I have light yellow brown eyes, what is a good shadow color to make them really stand out?? I am sick of neutral browns


----------



## Shadowy Lady (Dec 12, 2009)

my eye colour is sorta like yours. It looks yellow or golden with brown flecks in most lights. In reality and from close, it's like an olive-y colour, here's a pic:






I find that browns are actually the worst colours for me. They do absolutely nothing for my eye colour but hide the golden flecks. I favour colours like navy blue, green, gold, peach and purple. Pretty much any colour that makes hazel eyes pop. HTH


----------



## MaskedBeauty (Dec 12, 2009)

Pink will really bring out the golden color in your eyes.


----------



## euphrosyne_rose (Dec 12, 2009)

I'm not sure about your skin and hair color but one suggestion is a shimmery navy blue. I know that doesn't really seem like an everyday color and for some people it's not, but with such an unusual eye color you could pull it off or even use blue as a crease color with a more subtle lid color. I have green eyes with a touch of gold around the iris and nothing brings out that gold more than navy blue. 

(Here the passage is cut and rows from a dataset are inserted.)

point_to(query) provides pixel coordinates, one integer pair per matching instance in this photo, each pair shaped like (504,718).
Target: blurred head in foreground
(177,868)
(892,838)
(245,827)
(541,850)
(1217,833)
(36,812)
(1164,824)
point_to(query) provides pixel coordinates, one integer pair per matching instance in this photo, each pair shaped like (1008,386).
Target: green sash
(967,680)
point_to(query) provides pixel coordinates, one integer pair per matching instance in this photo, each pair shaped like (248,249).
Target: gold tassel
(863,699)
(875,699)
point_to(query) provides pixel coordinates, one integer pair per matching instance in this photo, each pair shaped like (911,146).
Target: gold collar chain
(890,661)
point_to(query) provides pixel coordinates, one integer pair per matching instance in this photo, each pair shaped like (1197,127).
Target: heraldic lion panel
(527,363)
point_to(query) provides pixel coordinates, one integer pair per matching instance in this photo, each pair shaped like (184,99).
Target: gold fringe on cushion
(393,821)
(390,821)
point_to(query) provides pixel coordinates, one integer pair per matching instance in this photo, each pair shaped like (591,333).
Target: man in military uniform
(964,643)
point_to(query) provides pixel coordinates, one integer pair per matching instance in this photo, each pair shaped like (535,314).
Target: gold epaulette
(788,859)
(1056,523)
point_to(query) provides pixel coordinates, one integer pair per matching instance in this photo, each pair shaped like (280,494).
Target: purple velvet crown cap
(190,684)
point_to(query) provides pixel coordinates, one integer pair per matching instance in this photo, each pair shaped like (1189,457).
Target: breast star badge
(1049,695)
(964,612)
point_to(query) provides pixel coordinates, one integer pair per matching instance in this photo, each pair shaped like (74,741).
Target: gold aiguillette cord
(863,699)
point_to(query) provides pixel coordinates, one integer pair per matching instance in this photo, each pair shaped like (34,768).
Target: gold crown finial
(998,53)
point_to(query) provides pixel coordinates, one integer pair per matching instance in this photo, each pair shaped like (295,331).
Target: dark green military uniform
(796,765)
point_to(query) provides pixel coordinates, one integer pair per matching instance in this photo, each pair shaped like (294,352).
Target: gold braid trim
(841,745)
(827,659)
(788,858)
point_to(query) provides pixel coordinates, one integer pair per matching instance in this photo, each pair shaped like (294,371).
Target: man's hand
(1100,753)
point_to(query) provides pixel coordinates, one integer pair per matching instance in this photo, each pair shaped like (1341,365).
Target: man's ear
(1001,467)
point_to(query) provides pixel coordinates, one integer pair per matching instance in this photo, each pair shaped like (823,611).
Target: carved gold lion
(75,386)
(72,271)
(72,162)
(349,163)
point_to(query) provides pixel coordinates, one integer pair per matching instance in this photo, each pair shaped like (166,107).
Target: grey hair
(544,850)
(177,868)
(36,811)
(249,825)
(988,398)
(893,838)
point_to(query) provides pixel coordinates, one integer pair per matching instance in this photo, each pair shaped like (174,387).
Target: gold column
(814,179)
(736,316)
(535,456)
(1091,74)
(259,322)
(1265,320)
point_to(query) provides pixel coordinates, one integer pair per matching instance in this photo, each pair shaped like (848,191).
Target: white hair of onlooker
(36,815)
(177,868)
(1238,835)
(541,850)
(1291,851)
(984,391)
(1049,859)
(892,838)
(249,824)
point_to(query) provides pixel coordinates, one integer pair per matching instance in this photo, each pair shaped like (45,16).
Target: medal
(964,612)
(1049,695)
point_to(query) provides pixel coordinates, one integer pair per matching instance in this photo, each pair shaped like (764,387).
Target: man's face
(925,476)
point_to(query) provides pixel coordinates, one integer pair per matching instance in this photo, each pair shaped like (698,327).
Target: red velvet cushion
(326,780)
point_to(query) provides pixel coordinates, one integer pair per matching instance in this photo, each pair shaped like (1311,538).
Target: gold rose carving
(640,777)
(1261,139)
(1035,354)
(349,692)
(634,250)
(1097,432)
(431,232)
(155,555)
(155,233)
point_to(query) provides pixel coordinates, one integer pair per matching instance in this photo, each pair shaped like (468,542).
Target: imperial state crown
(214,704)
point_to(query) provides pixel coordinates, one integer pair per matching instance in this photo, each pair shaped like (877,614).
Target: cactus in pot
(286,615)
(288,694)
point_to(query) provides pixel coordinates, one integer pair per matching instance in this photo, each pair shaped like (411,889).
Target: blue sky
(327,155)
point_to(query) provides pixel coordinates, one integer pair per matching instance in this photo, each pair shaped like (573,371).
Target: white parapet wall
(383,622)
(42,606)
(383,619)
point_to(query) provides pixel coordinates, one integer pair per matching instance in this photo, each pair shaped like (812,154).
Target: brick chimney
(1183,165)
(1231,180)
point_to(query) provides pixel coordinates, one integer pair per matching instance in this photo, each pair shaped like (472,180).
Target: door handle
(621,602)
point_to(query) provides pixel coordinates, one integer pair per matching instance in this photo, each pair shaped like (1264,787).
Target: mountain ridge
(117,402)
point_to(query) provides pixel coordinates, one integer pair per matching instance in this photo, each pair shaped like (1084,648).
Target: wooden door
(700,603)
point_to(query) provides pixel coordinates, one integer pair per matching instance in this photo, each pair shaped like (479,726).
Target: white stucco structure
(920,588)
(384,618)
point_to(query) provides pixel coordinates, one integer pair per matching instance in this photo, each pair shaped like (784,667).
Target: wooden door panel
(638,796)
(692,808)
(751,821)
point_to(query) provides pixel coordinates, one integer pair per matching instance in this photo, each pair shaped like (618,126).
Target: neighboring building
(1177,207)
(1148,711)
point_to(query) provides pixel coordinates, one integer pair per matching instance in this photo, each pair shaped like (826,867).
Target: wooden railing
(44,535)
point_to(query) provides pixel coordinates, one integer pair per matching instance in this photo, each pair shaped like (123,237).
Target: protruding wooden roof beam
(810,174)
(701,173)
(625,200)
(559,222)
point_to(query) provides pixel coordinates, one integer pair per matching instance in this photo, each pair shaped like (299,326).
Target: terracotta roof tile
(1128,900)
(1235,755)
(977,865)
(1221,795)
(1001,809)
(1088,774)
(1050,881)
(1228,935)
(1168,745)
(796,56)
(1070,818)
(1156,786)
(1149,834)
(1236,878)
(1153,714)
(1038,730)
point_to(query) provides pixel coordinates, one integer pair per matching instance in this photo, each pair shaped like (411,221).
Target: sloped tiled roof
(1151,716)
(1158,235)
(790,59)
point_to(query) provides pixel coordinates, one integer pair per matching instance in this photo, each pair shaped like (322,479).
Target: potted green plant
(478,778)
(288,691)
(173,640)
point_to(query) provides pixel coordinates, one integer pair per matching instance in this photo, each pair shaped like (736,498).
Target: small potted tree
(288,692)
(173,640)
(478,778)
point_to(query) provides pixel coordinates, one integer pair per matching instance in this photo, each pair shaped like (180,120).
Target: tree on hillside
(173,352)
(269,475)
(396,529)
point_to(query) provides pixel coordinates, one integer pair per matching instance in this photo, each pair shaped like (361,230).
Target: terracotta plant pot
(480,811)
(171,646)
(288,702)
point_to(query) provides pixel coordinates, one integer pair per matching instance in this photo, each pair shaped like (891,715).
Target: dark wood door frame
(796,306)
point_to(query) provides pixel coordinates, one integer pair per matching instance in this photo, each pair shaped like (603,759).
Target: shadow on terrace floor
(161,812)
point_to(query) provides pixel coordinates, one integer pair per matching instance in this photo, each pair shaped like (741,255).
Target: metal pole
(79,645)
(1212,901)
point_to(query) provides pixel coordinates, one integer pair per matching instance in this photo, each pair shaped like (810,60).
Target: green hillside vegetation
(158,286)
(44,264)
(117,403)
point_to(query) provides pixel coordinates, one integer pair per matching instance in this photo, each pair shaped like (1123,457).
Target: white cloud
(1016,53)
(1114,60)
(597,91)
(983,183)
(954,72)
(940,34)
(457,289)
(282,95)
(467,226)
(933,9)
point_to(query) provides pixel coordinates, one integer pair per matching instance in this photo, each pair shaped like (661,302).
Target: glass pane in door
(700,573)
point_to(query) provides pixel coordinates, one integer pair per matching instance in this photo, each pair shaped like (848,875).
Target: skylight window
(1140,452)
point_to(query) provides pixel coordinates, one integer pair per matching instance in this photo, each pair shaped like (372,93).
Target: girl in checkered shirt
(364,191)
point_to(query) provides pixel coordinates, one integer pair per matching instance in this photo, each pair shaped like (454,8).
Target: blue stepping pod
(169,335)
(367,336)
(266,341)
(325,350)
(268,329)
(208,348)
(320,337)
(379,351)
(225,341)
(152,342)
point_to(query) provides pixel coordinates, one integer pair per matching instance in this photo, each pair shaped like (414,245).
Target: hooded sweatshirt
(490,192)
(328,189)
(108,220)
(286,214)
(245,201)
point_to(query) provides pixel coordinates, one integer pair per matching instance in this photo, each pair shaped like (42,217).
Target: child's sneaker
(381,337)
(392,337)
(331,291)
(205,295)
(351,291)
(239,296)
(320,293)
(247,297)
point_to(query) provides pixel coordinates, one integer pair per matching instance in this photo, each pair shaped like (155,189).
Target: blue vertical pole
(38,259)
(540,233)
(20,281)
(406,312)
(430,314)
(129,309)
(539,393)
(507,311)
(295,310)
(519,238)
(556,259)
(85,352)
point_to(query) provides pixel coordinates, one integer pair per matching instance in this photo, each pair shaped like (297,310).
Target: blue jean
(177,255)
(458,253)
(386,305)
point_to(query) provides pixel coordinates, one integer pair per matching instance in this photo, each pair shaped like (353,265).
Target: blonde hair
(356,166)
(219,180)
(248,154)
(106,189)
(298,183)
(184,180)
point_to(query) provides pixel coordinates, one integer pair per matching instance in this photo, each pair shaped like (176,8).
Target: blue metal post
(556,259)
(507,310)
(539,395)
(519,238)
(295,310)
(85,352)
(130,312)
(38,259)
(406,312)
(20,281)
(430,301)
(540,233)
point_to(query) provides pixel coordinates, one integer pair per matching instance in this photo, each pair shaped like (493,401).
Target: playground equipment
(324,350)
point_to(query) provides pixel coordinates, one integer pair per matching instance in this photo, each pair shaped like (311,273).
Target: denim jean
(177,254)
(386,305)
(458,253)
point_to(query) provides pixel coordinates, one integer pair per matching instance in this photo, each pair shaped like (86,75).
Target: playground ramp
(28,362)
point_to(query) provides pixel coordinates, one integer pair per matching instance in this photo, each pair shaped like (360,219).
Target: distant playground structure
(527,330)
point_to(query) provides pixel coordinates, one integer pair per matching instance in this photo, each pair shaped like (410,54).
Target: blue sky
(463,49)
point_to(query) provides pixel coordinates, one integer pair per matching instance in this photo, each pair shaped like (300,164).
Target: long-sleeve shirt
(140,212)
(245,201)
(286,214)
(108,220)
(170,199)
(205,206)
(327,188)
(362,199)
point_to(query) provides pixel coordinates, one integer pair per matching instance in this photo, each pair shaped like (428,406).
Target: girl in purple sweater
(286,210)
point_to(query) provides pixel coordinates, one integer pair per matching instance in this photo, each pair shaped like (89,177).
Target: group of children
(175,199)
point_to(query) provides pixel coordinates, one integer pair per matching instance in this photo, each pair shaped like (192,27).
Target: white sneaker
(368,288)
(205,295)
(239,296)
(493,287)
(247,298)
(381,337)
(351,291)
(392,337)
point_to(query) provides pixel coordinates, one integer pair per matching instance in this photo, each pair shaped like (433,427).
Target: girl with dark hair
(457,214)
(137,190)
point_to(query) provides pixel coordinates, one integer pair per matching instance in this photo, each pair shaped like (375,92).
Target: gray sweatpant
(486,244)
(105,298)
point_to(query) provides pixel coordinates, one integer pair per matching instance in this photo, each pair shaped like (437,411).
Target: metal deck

I would also think that maybe some greens and purples would work too. I was thinking maybe a shimmery lighter green like maybe a sage green or even Humid by MAC. I would suggest maybe trying one of the mineral makeup companies that do samples like TheSheSpace and getting some samples to try out some different stuff without spending a bunch of money. That way, you can play around with some stuff, find what you like and then find something more "permanent" to buy. HTH!!


----------



## gildedangel (Dec 12, 2009)

Purple!!!!


----------



## patchoulirose (Dec 12, 2009)

thank you so much! I think i might try green for the first time tomorrow! Yes shadowy lady similar to yours maybe a tad more yellowy! I will post pics when i do the green (perfect it) ;o)


----------



## LMD84 (Dec 12, 2009)

i think maybe greens would look lovely on your eyes. antique green pigment would look lovely on you. it's only available at the pro store though.... or shadows like humid, swimming and club would look good


----------



## MizzTropical (Dec 12, 2009)

purple,green,pink, and gold.


----------



## LeeleeBell (Dec 12, 2009)

I have that eye color too...almost hazel, but more a light caramel/yellow brown.

Purples REALLY make my eye color pop...every single time I wear purple e/s I get  compliments.

Blues, teals and bronzy colors also "pop". Gotta say pink does nothing for me though.


----------



## patchoulirose (Dec 12, 2009)

OMG! I just did green for the first time and my eyes look sooo sultry and amazing! I was always afraid of green....god I wish I wasnt, I used ud shattered on middle to outer half a light clinque green as all over wash this darker green in too faced palette on outer area and crease...then put dabbed green olive pigment over that blended and lined the inside waterline with black and underneath i lined with shattered and then a teal eyeliner....holy crap! I love this....thank you...next stop blues


----------



## xsnowwhite (Dec 14, 2009)

purple or green! myeyes are similar and urban decay mildew is perfect for brining my eye color out


----------